Does this beginning draw you in?

Caitlyn

New member
Mr. Harris lived on One-Hundred-Fifty-Six Butler Avenue. He woke up every morning at the same speed, at the same time, on the same empty side of the bed, washed in the same tears, and curled up in the same fetal position. Widowed after only two years of marriage and at the age of twenty-nine, he felt he had no hope to re-marry. Sure, it seemed easy. Just a few clicks away on some dating website and bam! He’d get himself a good wife. If only love were so simple.
It was hard even getting out of bed in the morning. Every-day tasks seemed both overly difficult and pointless. Why make breakfast that tasted like raw dough? Why smile if there was nobody to smile for?
He shook his legs lightly to revive them. He stepped onto the floor and felt the cool tiles soothe his burning feet. He had, after all, thrown out all his shoes. He told himself why bother protecting feet that will be ugly in a few decades anyway? Ugly, and wrinkly. Not only his feet, too. Mr. Harris had nothing to look forward to. His wife had inherited millions of dollars from her grandmother, which, by default, now belonged to him. He never realized how utterly useless life can be when he doesn’t have a motivation to work, or to go outside. Money used to drive him. Money would prove to Christina, his dead wife, that they didn’t need her grandmother’s money to live a happy life and that he could make her just as happy.

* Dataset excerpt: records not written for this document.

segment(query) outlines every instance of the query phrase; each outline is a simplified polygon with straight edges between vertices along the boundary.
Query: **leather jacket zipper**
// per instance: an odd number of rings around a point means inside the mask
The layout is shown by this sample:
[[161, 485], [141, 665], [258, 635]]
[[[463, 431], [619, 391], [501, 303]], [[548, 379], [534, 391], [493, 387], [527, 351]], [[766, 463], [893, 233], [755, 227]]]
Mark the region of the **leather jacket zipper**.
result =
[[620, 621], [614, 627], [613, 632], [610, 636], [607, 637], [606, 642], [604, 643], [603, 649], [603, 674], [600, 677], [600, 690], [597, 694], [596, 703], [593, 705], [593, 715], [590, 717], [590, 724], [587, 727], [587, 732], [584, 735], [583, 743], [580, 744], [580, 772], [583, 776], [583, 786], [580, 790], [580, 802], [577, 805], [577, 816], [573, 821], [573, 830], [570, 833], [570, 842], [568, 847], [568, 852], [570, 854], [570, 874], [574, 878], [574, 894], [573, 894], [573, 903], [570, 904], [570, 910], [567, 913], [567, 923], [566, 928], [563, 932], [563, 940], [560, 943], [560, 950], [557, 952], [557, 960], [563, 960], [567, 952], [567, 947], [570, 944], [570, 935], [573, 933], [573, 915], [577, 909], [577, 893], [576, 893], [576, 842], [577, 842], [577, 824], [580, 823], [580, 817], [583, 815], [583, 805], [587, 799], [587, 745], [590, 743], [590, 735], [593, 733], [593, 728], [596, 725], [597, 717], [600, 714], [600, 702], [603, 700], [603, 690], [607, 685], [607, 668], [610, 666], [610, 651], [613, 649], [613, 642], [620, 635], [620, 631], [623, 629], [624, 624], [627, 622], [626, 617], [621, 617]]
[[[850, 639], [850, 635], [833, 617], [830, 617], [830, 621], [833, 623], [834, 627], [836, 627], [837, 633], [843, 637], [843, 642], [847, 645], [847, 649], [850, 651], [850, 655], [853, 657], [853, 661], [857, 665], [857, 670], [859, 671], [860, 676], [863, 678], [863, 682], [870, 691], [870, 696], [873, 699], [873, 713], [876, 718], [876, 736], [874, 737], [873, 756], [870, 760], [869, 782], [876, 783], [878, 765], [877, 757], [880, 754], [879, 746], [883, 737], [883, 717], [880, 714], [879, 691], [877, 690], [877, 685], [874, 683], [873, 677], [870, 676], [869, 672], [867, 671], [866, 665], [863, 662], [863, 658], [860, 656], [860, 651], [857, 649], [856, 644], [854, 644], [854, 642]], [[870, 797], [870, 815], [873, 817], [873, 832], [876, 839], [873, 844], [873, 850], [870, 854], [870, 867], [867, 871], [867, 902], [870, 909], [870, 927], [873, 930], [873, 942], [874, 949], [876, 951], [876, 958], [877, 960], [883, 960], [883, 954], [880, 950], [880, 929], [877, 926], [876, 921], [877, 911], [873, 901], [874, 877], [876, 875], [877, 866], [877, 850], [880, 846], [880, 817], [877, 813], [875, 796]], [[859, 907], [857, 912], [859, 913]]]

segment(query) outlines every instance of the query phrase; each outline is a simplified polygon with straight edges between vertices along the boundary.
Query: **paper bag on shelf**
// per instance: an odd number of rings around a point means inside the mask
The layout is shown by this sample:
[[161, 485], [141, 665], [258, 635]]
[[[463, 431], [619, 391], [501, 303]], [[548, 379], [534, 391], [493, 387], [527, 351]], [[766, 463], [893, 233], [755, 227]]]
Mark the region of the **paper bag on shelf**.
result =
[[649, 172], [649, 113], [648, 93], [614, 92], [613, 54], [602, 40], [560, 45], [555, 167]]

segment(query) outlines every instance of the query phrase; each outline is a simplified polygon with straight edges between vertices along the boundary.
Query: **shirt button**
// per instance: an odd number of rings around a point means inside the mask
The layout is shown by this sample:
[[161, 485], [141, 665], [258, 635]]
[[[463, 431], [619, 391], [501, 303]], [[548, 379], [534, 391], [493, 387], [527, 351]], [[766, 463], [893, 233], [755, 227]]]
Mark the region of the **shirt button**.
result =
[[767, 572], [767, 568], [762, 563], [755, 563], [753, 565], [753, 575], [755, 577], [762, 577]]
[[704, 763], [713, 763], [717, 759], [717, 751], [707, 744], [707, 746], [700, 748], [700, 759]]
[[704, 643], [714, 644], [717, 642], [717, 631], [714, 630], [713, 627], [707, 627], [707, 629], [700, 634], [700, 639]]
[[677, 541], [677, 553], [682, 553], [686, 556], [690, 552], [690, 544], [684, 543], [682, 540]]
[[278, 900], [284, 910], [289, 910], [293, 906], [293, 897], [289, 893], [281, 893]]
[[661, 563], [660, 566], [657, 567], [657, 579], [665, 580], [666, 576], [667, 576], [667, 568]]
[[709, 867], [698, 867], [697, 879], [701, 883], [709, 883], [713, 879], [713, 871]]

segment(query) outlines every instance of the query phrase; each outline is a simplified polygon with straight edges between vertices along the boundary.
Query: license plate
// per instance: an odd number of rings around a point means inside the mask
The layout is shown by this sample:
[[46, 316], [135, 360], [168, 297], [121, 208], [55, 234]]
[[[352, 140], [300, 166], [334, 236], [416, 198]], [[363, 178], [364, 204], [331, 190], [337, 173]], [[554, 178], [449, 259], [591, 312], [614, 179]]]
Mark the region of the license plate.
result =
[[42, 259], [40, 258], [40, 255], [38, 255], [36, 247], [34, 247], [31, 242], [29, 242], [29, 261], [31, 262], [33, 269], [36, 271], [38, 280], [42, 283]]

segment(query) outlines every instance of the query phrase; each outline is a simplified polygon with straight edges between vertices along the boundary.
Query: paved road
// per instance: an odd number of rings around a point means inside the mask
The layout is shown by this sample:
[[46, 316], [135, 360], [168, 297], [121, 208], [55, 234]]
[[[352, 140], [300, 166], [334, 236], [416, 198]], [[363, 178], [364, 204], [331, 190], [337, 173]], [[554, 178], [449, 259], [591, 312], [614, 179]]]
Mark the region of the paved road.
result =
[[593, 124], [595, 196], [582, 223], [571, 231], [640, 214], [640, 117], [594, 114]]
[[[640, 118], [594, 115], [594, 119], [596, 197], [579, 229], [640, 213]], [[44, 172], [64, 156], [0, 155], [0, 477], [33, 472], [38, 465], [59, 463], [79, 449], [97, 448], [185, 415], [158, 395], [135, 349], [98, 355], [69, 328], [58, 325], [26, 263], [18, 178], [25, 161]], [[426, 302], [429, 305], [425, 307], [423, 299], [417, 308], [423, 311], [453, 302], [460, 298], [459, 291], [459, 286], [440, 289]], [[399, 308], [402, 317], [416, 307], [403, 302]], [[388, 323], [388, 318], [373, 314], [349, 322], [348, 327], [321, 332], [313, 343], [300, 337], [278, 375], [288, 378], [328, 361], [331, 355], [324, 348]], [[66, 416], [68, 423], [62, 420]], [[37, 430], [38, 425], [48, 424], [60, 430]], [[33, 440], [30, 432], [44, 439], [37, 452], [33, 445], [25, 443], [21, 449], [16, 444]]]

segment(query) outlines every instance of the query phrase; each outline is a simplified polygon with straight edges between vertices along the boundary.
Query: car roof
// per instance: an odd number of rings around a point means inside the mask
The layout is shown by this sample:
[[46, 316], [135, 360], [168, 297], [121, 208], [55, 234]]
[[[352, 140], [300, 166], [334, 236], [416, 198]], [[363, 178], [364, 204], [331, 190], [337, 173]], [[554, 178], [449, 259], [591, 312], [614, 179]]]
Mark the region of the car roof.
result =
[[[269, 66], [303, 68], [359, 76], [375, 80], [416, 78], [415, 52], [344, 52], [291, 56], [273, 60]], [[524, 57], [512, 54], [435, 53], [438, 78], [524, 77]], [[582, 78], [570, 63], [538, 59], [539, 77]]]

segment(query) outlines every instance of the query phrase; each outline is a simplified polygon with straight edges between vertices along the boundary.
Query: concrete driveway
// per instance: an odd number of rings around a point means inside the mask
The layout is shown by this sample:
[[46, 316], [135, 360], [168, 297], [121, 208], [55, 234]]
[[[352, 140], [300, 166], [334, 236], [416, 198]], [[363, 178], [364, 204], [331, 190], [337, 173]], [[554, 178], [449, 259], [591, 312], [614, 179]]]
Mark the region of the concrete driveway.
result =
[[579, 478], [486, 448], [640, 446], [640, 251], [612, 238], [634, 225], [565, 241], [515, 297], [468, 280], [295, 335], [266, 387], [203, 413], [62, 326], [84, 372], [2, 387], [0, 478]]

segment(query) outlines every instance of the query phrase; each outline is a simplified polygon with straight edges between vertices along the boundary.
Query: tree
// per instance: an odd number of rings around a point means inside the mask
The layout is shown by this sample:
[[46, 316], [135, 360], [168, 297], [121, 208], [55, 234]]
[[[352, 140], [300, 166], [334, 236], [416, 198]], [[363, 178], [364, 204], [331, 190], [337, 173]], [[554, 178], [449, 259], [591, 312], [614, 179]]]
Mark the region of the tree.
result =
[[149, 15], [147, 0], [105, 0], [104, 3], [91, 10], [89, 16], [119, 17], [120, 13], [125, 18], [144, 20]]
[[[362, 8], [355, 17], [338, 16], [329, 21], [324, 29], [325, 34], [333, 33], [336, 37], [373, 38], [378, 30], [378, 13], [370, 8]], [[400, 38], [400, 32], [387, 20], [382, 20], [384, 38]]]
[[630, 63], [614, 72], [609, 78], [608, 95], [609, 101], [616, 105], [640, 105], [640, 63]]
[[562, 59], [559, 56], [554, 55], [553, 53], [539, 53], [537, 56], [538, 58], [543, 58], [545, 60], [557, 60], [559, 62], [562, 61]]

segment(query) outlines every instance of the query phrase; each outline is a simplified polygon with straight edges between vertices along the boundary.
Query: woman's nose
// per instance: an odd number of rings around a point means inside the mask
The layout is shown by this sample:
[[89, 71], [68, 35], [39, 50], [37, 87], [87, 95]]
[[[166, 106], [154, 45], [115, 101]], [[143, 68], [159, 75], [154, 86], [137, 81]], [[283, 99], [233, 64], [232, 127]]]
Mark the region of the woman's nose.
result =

Sadly, this was not the case.
She wanted to be buried in a marble white coffin with red velvet interior, or so it said in her will. However, Mr. Harris couldn’t bare being away from her for more than a second, so he had her cremated instead, and said that that was a recent decision she had not yet added to her will. The cremator agreed, and so her ashes now sat in a pile in a vase beside his bed on a nightstand.
Every night before he slept, he gave the vase three kisses. One for his devotion to her; one for his love; and one for his undying gratitude that he had for her. He felt a bitter taste in his mouth after he kissed the vase three times each night before he slept. This bitterness was because he went against Christina’s wishes in having her cremated. Or, at least, one can only assume as much. Possibly there was something else that soured his love for her. A fight, perhaps? A wrongful act? Even I, who have known him for so long now, can be only the “guesser” in this story.
Mr. Harris did do everything as planned that day. He placed just the same amount of butter on a pan, and just the same amount of eggs, and chewed just the same amount of times on each bite, and walked just as many steps to get the mail, and spent just as long ripping the newspaper to shreds, and dusted the bookshelf in just as many sweeps, and changed into the same shirt from the same dryer in the same laundry room in the same home in the same goddamn city in the same state in the same country in the same-
Wait a second. You get the idea. Why am I explaining all this to you? Oh! Oh yes, that’s right. There was something that happened that very day that was not the same. In fact, it was the farthest thing from the same that could have possibly happened. Something was different. So different, that it just may have changed Mr. Harris’s life, for ever.
i wrote this as the beginning of my new book; do you think its interesting?